The plan was formulated by the Education Ministry in collaboration with the Finance Ministry and is meant to allow parents to return to work after summer break and keep the economy moving.
 
“The education system will open… to ensure the stability of the Israeli economy,” Gallant confirmed, stressing that the framework relies on two important principles: continuity and flexibility.
 
He added that, “Not everything in this plan is perfect, but we are giving you 100% of our best efforts.”
 
Children will go to school in-person and/or learn from home depending on their age. Students in preschool will have a full, six-day school week and will operate without restrictions.
 
Grades 1 and 2 will learn almost as usual, five days per week and with their normal classroom sizes.
 
Third and fourth graders will also study five days per week, but in groups of 18 or fewer students and with each student sitting at a separate table.
 
In contrast, fifth- and sixth-grade students will learn partially from school and partially via remote learning. Students will be expected to be in their classrooms twice a week, in capsules of no more than 18 students. The other three days they will be at home.
 
Special education students, at-risk youth and integration children will study as a matter of routine, even when educational institutions are closed. There will be training of education teams to work with special populations under these circumstances.
 
According to the framework, students in preschool through grade 2 and all special education students will not be required to wear masks. Students in grades 3 will wear them during recess and only children in grades 4 and above will be required to wear masks all the time.
 
All students will be obligated to bring in a signed health form every day.
 
THE CAPSULE system will require additional teachers to be hired and hence the Education Ministry is looking to recruit more staff. According to Gallant, another 13,000 positions are still to be filled – 6,500 teachers and another 6,500 educational aides, who are meant to be recruited by the local authorities.
 
Moreover, in order to ensure that students who do not have proper technology can manage distance learning, the ministry hopes to provide computers to some 144,000 students and smartphones to 64,000. The goal is to have these devices purchased and delivered to at least half of the students by the end of January 2021.
 
The cost of making this all happen, according to the Education Ministry, is NIS 4.2 billion, the allocation which was expected to pass in the Knesset Finance Committee late Monday night after press time, according to the spokesman for Knesset Education Committee chairman MK Ram Shefa.
 
The government approved the funds last week.
 
Gallant and Edry boycotted the previous Knesset session on the subject.
 
On Sunday, in an interview with KAN News, Gamzu said that the Health Ministry was considering pushing off the start of the school year for children in grades 4 and above and that his professional consultants were still weighing in on the matter.
 
Similarly, on Monday morning, Health Ministry director-general Chezy Levy told Ynet that while there is a framework as presented by Gallant at the Knesset, “there is no decision yet.

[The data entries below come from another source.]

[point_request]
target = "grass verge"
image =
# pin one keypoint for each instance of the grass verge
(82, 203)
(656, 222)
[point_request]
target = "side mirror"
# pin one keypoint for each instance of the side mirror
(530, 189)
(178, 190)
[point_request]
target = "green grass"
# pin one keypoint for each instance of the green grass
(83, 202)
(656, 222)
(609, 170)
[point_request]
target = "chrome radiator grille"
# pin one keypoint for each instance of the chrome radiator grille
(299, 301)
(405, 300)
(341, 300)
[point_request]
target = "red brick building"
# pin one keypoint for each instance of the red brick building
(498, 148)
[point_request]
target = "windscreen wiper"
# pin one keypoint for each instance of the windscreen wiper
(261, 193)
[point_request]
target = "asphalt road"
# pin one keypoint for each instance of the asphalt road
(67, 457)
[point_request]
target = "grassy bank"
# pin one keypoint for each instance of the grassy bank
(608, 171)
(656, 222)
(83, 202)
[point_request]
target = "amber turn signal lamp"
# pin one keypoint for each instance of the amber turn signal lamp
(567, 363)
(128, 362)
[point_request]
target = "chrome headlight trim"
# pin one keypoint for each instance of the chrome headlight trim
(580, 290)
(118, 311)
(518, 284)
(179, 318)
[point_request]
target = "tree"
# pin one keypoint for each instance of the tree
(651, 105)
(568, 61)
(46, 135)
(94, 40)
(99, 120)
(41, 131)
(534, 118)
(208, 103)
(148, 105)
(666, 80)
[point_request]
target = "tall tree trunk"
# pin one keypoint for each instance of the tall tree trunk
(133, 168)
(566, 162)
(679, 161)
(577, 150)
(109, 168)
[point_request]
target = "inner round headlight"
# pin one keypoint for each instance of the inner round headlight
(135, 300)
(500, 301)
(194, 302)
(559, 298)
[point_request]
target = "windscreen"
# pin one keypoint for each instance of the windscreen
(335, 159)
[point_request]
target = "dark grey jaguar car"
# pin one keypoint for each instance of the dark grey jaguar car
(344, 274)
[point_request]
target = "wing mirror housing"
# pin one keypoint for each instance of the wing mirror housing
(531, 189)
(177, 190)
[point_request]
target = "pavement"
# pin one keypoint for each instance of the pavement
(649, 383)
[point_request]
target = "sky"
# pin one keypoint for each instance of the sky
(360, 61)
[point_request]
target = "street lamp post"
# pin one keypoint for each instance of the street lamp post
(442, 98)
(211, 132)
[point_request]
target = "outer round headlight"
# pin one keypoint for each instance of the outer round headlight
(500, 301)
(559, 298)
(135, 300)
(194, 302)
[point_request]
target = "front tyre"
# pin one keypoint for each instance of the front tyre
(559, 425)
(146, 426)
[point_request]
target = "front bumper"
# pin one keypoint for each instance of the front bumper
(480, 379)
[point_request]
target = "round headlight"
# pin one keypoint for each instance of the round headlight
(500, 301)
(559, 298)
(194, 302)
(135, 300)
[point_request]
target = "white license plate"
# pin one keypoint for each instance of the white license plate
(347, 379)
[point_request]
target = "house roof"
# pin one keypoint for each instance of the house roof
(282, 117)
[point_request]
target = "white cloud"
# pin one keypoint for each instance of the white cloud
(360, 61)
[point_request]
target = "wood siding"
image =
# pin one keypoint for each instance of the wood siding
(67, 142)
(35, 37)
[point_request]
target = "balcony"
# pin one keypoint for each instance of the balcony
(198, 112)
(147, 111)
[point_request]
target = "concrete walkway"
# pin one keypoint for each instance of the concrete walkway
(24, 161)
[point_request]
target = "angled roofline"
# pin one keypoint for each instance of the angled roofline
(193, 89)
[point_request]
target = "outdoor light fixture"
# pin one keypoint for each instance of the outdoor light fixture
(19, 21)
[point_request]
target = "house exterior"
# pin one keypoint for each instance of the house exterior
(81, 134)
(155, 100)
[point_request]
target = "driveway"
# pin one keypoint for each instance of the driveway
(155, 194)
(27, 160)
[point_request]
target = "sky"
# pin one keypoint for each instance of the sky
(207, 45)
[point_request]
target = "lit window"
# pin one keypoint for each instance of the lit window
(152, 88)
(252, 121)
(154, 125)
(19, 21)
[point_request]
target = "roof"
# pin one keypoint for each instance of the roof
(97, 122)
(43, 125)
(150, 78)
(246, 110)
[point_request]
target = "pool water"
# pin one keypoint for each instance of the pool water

We hope we can open preschools and grades one through three.”
 
In response to Gallant’s presentation, Teachers’ Union head Yaffa Ben-David accused the Education Ministry of “having fallen asleep.”
 
“How did anyone think that in a class of 35 children it is possible to keep two meters? It isn’t applicable,” she said. “The parents are lying when they state that they have checked their children’s temperatures.”
 
Ben-David said “there are three things that, if we do not receive them from the Finance Ministry by the start of the school year, I will declare a labor dispute: pension, sick days and a solution for teachers at risk.”